Per i laici e laici,
cristianamente operosi, fonda i Cooperatori salesiani, come salesiani
nel mondo, collaboratori responsabili e sostenitori delle opere
al servizio dei giovani. Anche in questo modo, Don Bosco si è
anticipato alle nuove forme dell'apostolato dei laici.
Per promuovere la
devozione alla Madonna Ausiliatrice, da origine all'Associazione
dei Devoti di Maria Ausiliatrice (ADMA) , come vanguardia promotrice di questa
devozione mariana in tutto il mondo, come oggi è di fatto.
La sede principale di quest'associazione mariana è propria
questo Santuario e Basilica dove noi ritrovano.
A proposito della
Famiglia salesiana, oggi nel mondo, esistono 25 gruppi, congregazioni,
movimenti, associazioni che s'ispirano a Don Bosco, nel suo spirito,
intuizioni e creatività nel rispondere alle diverse domande
giovanile che sorgono nel mondo.
Nel centenario della
morte di Don Bosco,
31 gennaio 1888,
(123 anni fa) Il Papa Giovanni Paolo II, lo ha dichiarato "Padre
e Maestro della Gioventù"
stabilendo che con
tale titolo è stato onorato, invocato, da quanti si riconoscono
i suoi figli spirituali e devoti.
Nell'anno 2015,
Dio volente, celebreremo, 150 anni della fondazione della congregazione
salesiana di Don Bosco.
Da questa succinta
e veloce visione sulla vita ed opere di Don Bosco, qualche riflessione
ci vengono in mente.
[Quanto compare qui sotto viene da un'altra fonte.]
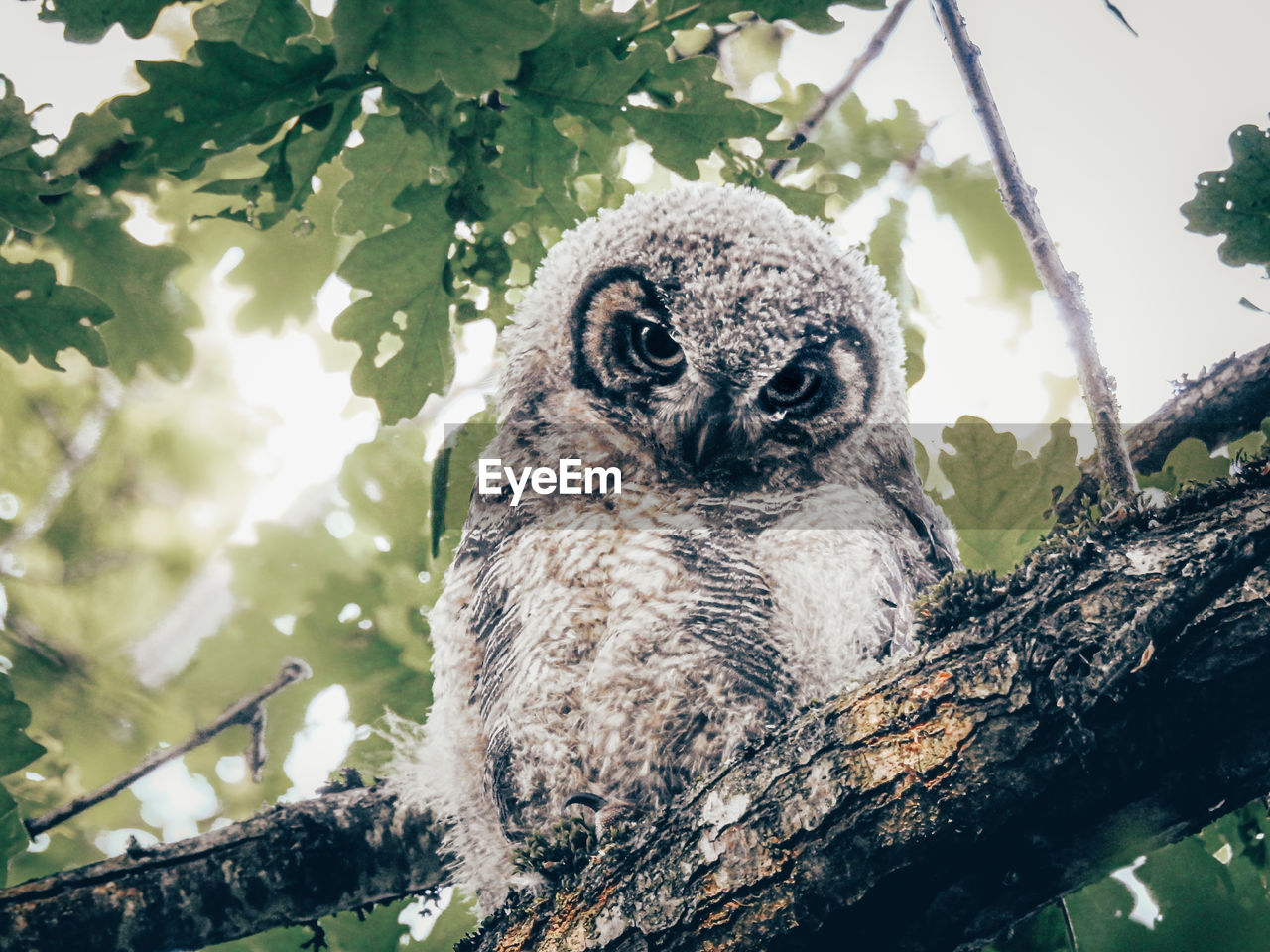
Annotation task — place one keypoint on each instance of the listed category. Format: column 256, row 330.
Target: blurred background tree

Leggiamo nelle Costituzioni Salesiane:
"Questa congregazione
è nata- in senso ampio- non da solo progetto umano, ma
per la iniziativa di Dio (MO 16), per contribuire alla salvezza
della gioventù" (MB II,45) , lo Spirito santo, suscitò
con l'intervento materno di Maria, San Giovanni Bosco. Formò
in lui un cuore di padre e di maestro, capace di una dedizione
totale: "Ho promesso che fin l'ultimo respiro sarebbe stato
per miei poveri giovani (MB XVIII, 258).
Per prolungare nel
tempo la sua missione, lo Spirito Santo lo guidò nel dar
vita a varie forze apostoliche, prima fra tutte, la società
salesiana. La Chiesa ha riconosciuto in questo, l'azione di Dio,
soprattutto approvando le Costituzioni e proclamando santo il
Fondatore
"Da questa presenza attiva dello Spirito
Santo, attingiamo l'energia per la nostra fedeltà e il
sostegno della nostra speranza" (C 1).
Siamo nel terreno
e nella proprietà di Dio, della Madonna e di Don Bosco,
la presenza, la manifestazione e i messaggi di Don Bosco, vanno
letti in spirito di fede, di umiltà e di grande sensibilità
spirituale tenendo conto della situazione attuale dei giovani.
Ci possiamo domandare,
cosa farebbe oggi Don Bosco per rispondere alle numerose proposte
dei giovani in un mondo pieno di problemi seri, sfide da non
finire?
Nel mondo, nella
situazione socio-politica del suo tempo, D. Bosco seppe rispondere
con coraggio e lungimiranza ai problemi dei giovani oggi saremo
noi capaci di portare i giovani al vero Dio, saremo in questo
modo imitatori del fondatore? ( SCL)
In questa novena
del 2009 non faremo uso della drammaticità della vita
di Don Bosco, come si è fatta l'anno scorso. Ma cercheremo
di approfondire alcuno aspetti della sua importante attività.